/-
Copyright (c) 2024 Salvatore Mercuri, María Inés de Frutos-Fernández. All rights reserved.
Released under Apache 2.0 license as described in the file LICENSE.
Authors: Salvatore Mercuri, María Inés de Frutos-Fernández
-/
import Mathlib.NumberTheory.NumberField.CanonicalEmbedding.Basic
import AdeleRingLocallyCompact.NumberTheory.NumberField.Completion
import AdeleRingLocallyCompact.Algebra.Ring.Equiv

/-!
# Infinite adele ring

This file formalises the definition of the infinite adele ring of a number field `K` as the
product of completions of `K` over its infinite places. The definition of the completions are
formalised in [AdeleRingLocallyCompact.NumberTheory.NumberField.Completion](Completion.lean).
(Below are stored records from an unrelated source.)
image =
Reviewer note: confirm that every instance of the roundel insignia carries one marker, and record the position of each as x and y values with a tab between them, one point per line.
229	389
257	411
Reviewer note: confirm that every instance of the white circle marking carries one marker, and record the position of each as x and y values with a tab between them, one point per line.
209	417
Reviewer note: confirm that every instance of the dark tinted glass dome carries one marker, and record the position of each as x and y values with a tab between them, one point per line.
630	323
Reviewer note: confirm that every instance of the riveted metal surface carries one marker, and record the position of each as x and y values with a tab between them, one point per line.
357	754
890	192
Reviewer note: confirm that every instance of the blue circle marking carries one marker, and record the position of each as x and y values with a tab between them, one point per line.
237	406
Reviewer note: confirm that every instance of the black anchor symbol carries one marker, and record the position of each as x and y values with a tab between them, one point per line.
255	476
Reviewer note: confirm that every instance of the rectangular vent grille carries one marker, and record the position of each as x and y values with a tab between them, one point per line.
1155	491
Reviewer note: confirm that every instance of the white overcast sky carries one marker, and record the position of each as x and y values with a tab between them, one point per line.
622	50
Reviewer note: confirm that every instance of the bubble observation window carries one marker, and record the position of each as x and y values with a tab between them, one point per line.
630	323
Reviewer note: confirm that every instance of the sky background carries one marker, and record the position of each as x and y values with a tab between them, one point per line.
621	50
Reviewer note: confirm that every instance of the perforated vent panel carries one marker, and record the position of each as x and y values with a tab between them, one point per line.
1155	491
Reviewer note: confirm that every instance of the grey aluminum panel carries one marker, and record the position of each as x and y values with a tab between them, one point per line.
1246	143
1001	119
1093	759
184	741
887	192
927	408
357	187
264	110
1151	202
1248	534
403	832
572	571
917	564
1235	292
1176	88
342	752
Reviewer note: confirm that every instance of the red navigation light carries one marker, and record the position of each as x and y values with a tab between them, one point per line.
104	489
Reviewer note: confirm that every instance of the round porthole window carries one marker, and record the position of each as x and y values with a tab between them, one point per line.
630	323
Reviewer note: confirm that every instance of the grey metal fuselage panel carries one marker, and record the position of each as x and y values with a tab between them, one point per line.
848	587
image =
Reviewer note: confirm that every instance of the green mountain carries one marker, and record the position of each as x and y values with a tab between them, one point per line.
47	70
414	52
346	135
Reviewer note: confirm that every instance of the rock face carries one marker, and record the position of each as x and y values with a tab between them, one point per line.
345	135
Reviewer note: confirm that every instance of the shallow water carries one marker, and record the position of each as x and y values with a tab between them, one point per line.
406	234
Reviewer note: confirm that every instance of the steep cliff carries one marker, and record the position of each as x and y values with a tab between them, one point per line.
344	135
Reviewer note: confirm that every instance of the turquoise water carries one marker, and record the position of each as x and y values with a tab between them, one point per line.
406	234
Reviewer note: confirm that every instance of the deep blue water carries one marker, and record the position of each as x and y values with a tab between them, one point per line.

We show that the infinite adele ring is locally compact and that it is isomorphic to the
space `ℝ ^ r₁ × ℂ ^ r₂` used in `Mathlib.NumberTheory.NumberField.mixedEmbedding`.

## Main definitions
 - `NumberField.InfiniteAdeleRing` of a number field `K` is defined as the product of
   the completions of `K` over its Archimedean places.
 - `NumberField.InfiniteAdeleRing.ringEquiv_mixedSpace` is the ring isomorphism between
   the infinite adele ring of `K` and `ℝ ^ r₁ × ℂ ^ r₂`, where `(r₁, r₂)` is the signature
   of `K`.

## Main results
 - `NumberField.InfiniteAdeleRing.locallyCompactSpace` : the infinite adele ring is a
   locally compact space.
 - `NumberField.InfiniteAdeleRing.mixedEmbedding_eq_algebraMap_comp` : applying the
   ring isomorphism of `equiv_mixedSpace` to a globally embedded `(x)ᵥ` in the infinite adele
   ring, where `x ∈ K`, is the same as applying the embedding `K → ℝ ^ r₁ × ℂ ^ r₂` given by
   `NumberField.mixedEmbedding` to `x`.


## References
 * [J.W.S. Cassels, A. Frölich, *Algebraic Number Theory*][cassels1967algebraic]

## Tags
infinite adele ring, number field
-/

noncomputable section

namespace NumberField

open InfinitePlace InfinitePlace.Completion AbsoluteValue.Completion

open scoped Classical

variable (K : Type*) [Field K] [NumberField K] (v : InfinitePlace K)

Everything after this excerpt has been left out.